The second Yoko Tawada book I’ve read, Where Europe Begins, didn’t leave me with quite the same “Holy fuck! I can’t believe this thing exists!” feeling that I got from The Bridegroom Was a Dog. Natural really. There were expectations now. So there were some bits I didn’t like so much but others that were great. It’s another book of shortish pieces, some of them translated from Japanese, some from German. I couldn’t tell which was which just from reading them, which probably speaks to the good work of the translators.

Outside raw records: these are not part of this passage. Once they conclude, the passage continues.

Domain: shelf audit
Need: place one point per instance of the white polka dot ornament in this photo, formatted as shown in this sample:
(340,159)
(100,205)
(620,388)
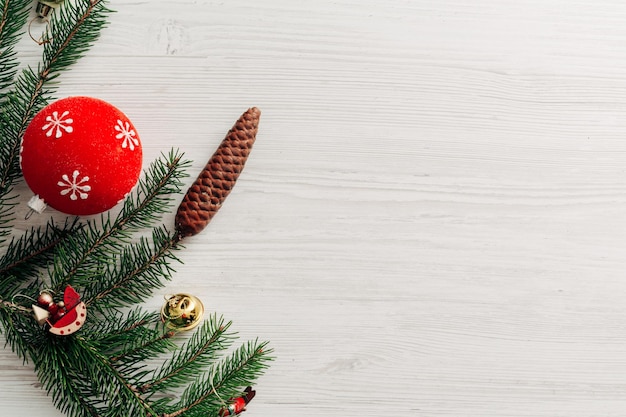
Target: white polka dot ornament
(81,156)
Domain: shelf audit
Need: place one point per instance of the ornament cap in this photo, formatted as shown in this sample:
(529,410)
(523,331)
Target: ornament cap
(37,204)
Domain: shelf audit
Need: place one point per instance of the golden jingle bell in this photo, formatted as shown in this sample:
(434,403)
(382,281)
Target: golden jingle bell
(182,312)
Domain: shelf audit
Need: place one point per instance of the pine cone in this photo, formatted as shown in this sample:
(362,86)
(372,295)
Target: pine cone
(205,197)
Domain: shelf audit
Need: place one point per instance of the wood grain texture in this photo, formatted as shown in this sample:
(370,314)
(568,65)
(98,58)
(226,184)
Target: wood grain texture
(433,220)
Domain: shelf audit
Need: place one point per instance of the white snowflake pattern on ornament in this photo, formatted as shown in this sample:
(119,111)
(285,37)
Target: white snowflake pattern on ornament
(58,124)
(127,134)
(75,187)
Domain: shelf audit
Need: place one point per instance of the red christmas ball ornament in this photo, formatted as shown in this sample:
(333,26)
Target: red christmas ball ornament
(81,156)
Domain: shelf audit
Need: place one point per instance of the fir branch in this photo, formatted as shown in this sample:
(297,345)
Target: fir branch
(34,250)
(200,350)
(126,341)
(12,22)
(19,327)
(85,256)
(82,381)
(132,276)
(241,369)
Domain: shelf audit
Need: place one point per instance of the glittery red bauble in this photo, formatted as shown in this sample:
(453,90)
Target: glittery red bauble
(81,155)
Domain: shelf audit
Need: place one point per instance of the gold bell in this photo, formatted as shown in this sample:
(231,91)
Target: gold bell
(182,312)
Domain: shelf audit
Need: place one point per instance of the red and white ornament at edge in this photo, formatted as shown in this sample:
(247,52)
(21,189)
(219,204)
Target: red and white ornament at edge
(80,155)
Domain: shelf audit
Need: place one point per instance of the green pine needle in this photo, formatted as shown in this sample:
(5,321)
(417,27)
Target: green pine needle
(124,361)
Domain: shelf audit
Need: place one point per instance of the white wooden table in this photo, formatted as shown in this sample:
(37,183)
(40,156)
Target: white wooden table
(433,219)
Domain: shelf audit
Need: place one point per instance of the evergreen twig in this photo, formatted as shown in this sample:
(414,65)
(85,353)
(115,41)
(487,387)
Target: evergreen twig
(107,369)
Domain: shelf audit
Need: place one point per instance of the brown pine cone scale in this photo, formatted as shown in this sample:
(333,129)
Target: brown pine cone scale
(206,195)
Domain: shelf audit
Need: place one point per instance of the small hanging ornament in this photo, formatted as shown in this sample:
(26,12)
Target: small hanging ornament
(81,156)
(64,317)
(238,405)
(206,195)
(182,312)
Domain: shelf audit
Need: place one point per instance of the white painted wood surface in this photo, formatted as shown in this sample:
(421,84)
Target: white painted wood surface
(432,222)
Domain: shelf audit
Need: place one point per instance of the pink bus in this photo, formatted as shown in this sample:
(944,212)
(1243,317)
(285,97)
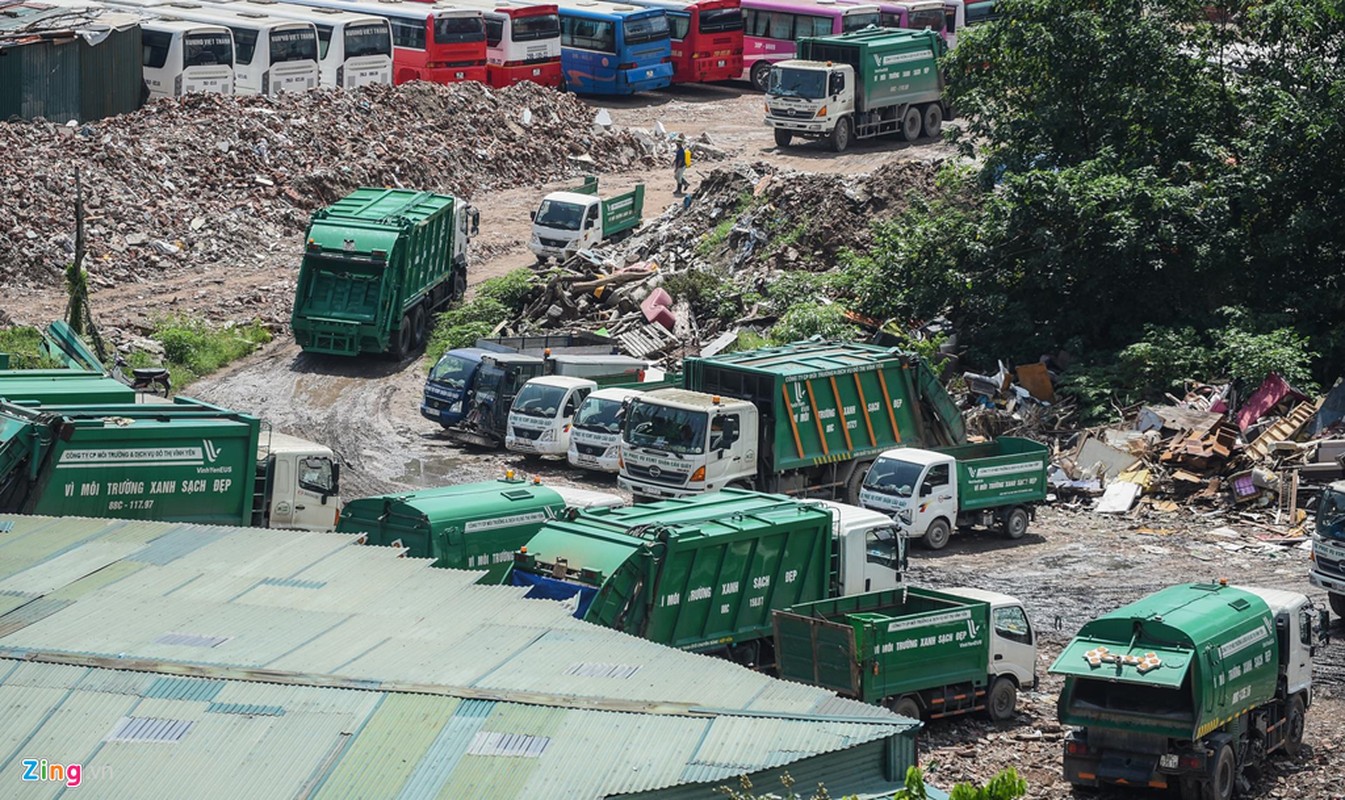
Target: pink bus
(771,28)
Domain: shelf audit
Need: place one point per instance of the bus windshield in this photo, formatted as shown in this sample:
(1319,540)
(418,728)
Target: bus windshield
(648,28)
(459,28)
(857,22)
(371,39)
(199,50)
(293,45)
(530,28)
(721,19)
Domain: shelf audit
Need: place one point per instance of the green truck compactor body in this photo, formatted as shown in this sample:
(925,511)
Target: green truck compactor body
(697,573)
(377,264)
(186,461)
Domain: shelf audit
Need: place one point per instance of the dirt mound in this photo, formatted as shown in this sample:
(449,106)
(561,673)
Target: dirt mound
(210,179)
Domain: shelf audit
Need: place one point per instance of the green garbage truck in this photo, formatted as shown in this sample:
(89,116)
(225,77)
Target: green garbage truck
(917,651)
(931,492)
(1188,687)
(577,219)
(180,461)
(858,85)
(802,418)
(704,573)
(377,265)
(467,526)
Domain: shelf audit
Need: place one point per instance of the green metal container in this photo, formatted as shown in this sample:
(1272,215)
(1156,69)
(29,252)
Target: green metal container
(1197,655)
(696,573)
(375,265)
(467,526)
(885,643)
(187,461)
(823,402)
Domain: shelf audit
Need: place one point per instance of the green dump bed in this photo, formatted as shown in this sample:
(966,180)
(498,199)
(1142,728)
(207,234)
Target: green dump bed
(885,643)
(466,526)
(696,573)
(893,66)
(369,260)
(1177,663)
(1002,472)
(186,461)
(831,401)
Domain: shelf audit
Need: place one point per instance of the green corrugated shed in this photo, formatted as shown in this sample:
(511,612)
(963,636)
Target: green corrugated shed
(62,65)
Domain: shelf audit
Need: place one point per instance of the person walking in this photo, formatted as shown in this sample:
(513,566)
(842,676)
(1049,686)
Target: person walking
(681,160)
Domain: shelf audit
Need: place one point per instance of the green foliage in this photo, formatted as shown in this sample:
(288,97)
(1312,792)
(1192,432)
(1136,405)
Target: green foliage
(22,343)
(194,347)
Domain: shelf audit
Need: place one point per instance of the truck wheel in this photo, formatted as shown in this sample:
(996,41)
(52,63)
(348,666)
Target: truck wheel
(841,135)
(934,120)
(936,538)
(911,123)
(1002,699)
(1016,525)
(1223,779)
(760,74)
(1294,726)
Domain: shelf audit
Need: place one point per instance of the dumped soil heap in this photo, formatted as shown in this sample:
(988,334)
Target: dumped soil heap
(209,179)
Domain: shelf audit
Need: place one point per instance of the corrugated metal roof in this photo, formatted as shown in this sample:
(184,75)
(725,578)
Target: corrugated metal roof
(281,664)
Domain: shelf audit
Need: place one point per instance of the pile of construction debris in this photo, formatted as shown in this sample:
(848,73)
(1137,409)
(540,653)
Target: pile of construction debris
(209,179)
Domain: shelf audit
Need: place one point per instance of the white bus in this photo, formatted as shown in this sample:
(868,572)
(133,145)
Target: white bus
(271,54)
(353,49)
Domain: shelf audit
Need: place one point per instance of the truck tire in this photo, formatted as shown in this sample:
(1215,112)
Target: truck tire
(841,135)
(760,74)
(936,537)
(1002,699)
(1016,522)
(932,124)
(1294,726)
(911,123)
(1223,779)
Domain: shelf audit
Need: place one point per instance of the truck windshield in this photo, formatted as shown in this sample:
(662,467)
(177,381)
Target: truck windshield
(677,430)
(540,401)
(893,477)
(452,370)
(599,416)
(560,215)
(795,82)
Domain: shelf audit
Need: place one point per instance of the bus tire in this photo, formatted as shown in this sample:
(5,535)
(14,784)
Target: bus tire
(760,74)
(932,123)
(841,135)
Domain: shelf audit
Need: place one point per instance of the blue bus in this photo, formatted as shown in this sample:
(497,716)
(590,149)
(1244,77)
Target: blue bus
(613,49)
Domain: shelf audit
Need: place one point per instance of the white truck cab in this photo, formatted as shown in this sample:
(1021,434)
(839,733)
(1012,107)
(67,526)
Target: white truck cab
(542,412)
(596,432)
(303,482)
(678,443)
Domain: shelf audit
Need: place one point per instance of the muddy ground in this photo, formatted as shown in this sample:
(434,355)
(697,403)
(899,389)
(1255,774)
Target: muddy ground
(1071,566)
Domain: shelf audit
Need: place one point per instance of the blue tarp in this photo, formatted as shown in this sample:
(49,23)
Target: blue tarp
(545,588)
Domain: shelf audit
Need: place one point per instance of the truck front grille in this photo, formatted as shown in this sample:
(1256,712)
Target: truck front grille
(657,475)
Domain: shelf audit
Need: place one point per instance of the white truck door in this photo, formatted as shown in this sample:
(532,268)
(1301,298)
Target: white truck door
(1013,647)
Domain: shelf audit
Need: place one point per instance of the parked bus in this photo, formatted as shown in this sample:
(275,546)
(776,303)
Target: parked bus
(774,26)
(271,54)
(613,49)
(443,43)
(522,41)
(353,49)
(706,38)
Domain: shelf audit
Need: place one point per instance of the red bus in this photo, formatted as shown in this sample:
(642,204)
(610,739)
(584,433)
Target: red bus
(522,41)
(706,38)
(441,43)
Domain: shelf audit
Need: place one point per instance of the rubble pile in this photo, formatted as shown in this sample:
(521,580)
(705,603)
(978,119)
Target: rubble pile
(210,178)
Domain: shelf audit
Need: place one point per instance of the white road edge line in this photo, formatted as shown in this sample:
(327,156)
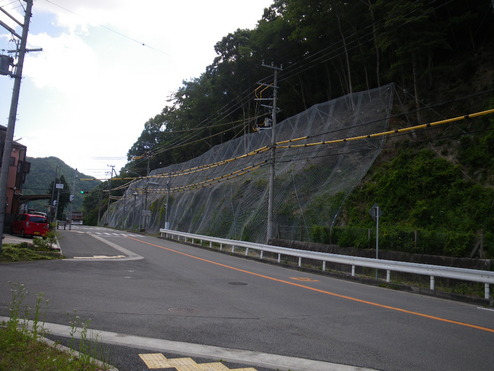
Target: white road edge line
(130,255)
(272,361)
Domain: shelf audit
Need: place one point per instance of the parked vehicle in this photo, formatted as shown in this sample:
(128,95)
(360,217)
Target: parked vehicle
(31,225)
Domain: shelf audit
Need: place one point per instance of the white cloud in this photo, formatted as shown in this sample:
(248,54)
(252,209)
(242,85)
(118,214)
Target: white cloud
(88,94)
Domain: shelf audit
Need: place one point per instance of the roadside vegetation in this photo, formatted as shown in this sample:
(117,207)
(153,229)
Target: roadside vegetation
(39,249)
(22,346)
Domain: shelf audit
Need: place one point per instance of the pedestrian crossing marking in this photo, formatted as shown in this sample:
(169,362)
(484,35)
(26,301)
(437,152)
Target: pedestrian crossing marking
(158,360)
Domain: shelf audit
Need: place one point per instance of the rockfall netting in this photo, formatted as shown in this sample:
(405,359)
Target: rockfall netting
(321,155)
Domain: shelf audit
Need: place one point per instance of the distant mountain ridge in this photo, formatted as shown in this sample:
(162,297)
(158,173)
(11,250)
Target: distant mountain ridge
(45,170)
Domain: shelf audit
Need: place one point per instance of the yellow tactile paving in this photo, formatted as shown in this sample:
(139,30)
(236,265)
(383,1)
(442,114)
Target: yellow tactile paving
(154,360)
(158,360)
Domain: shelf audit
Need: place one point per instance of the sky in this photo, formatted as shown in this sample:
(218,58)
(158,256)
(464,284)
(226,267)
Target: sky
(107,67)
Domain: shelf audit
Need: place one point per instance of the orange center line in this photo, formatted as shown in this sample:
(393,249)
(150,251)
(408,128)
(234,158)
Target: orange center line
(322,291)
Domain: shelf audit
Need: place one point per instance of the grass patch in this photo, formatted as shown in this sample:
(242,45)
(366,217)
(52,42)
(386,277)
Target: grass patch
(21,348)
(39,249)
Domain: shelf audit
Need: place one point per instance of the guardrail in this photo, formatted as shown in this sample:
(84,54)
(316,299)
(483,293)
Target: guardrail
(472,275)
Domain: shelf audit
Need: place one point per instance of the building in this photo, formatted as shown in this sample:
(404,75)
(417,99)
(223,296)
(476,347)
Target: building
(18,169)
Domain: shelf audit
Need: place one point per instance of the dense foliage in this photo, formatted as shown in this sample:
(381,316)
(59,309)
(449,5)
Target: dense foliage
(435,52)
(327,49)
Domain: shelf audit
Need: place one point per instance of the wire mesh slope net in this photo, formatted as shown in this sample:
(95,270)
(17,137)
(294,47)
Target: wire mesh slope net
(321,154)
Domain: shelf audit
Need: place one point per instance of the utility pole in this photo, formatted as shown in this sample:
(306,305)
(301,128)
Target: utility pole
(9,136)
(109,190)
(274,111)
(167,224)
(72,199)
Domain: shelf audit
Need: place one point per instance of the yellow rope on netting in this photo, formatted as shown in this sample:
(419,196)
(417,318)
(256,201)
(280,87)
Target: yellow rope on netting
(280,145)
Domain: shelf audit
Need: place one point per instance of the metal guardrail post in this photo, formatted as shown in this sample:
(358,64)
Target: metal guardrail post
(464,274)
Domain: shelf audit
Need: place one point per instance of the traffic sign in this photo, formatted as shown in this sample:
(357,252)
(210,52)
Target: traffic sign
(375,212)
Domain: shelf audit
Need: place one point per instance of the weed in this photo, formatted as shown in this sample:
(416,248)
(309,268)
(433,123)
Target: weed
(19,345)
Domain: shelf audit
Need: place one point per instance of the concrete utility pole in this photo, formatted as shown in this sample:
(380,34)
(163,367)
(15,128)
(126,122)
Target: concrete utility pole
(9,137)
(274,108)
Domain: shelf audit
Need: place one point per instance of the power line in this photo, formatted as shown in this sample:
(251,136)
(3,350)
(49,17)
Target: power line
(118,33)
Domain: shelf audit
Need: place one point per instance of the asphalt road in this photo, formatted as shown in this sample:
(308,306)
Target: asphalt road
(160,289)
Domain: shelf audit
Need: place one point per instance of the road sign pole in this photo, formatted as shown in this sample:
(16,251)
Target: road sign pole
(377,232)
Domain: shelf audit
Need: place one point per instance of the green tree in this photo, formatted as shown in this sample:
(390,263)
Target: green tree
(62,196)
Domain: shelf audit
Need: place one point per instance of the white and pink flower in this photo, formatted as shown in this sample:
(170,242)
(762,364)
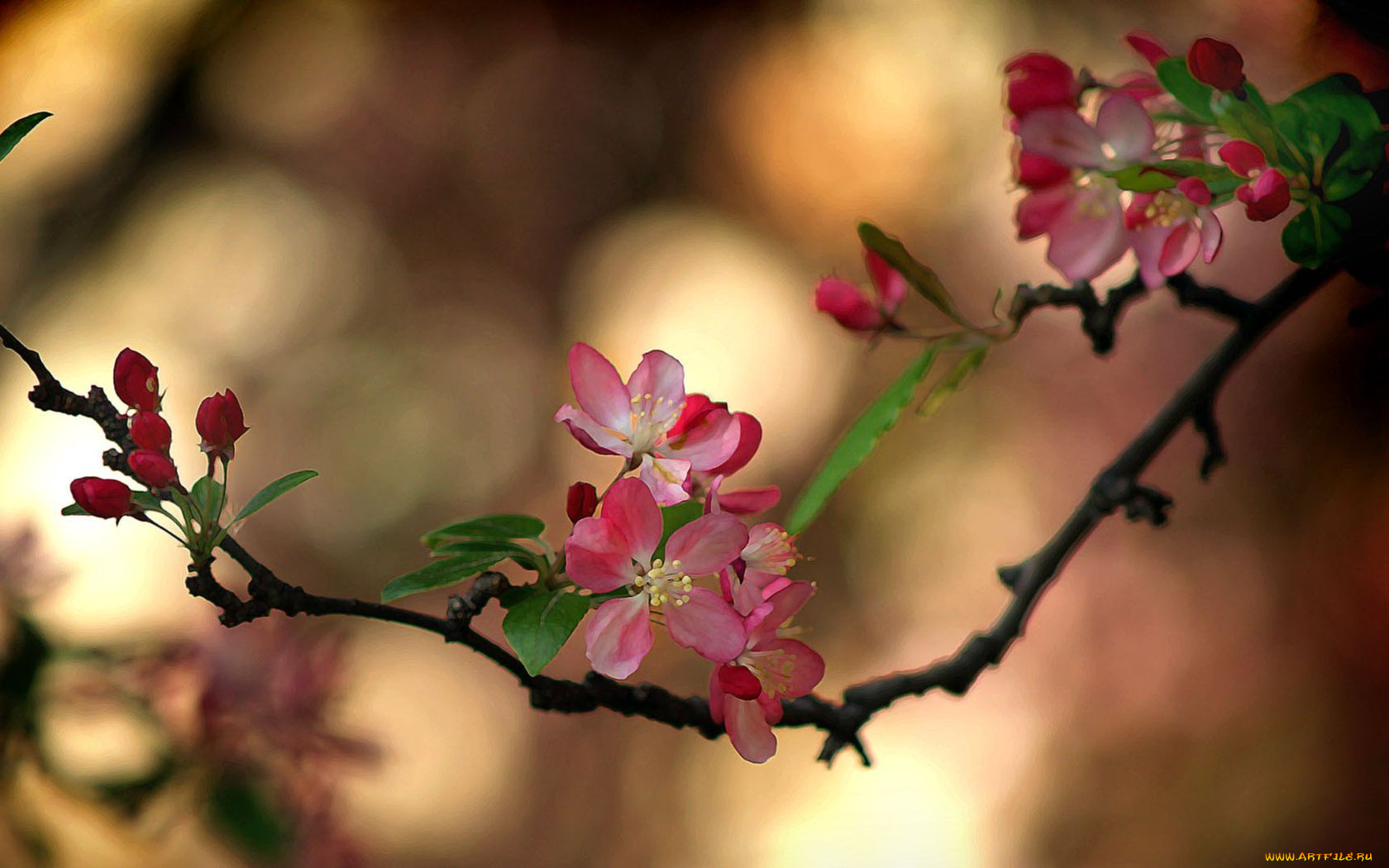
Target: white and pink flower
(635,420)
(614,551)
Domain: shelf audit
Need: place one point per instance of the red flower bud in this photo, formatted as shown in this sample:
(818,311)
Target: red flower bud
(150,431)
(136,381)
(102,498)
(221,424)
(584,500)
(153,469)
(1217,64)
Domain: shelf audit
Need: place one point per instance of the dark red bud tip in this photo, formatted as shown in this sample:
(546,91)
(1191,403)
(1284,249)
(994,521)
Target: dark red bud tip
(582,503)
(150,431)
(739,681)
(102,498)
(221,424)
(153,469)
(1217,64)
(136,381)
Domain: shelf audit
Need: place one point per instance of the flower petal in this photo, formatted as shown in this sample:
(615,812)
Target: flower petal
(747,729)
(1125,126)
(666,479)
(618,637)
(706,622)
(599,556)
(599,388)
(631,508)
(707,545)
(590,435)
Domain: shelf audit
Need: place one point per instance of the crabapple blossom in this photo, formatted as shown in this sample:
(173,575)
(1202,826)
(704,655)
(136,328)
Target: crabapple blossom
(103,498)
(614,551)
(745,694)
(1170,228)
(136,381)
(633,420)
(847,304)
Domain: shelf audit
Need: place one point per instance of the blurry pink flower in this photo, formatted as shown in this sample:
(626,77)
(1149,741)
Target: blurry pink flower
(633,420)
(847,304)
(614,551)
(1168,228)
(1267,195)
(745,694)
(1039,81)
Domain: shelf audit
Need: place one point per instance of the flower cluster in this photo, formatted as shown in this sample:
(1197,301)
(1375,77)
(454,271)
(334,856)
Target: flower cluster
(623,551)
(218,422)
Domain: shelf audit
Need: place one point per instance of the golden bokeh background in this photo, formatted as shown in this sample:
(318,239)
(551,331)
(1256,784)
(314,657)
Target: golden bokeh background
(382,224)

The most important part of the book (for me) was the title story. It’s about the narrator travelling the Trans-Siberian railway to Moscow. What got me about it was the admission of the narrator that parts of the story were written before she’d ever gone to Russia. “I like to have the story of a trip planned out so I can quote from it when I inevitably run out of words in the middle of my travels” (not an exact quote – grumble grumble returned my library book too soon – but that was the sentiment). And she also says that her diary was written long after the fact. Her notebooks just sat there mute during the travels. And the narrator doesn’t make the facile statement about not writing because she’s busy experiencing life or whatever; she can’t write on the train because the words all disappear. All words everywhere. For her. The story ends with her collapsed in a Moscow train station square while alphabets try to orient her, but she can’t deal with any of it. Because she’s in the centre of Europe.
Being disoriented and bewildered are common states for Tawada characters, which probably explains my attraction. I’ve been trying to read this W.G. Sebald book which has similar themes, but it drowns in detail of a more prosaic kind. His world is bewildering because of the most mundane bits of life which he treats as special, while Tawada is making the bizarre feel mundane.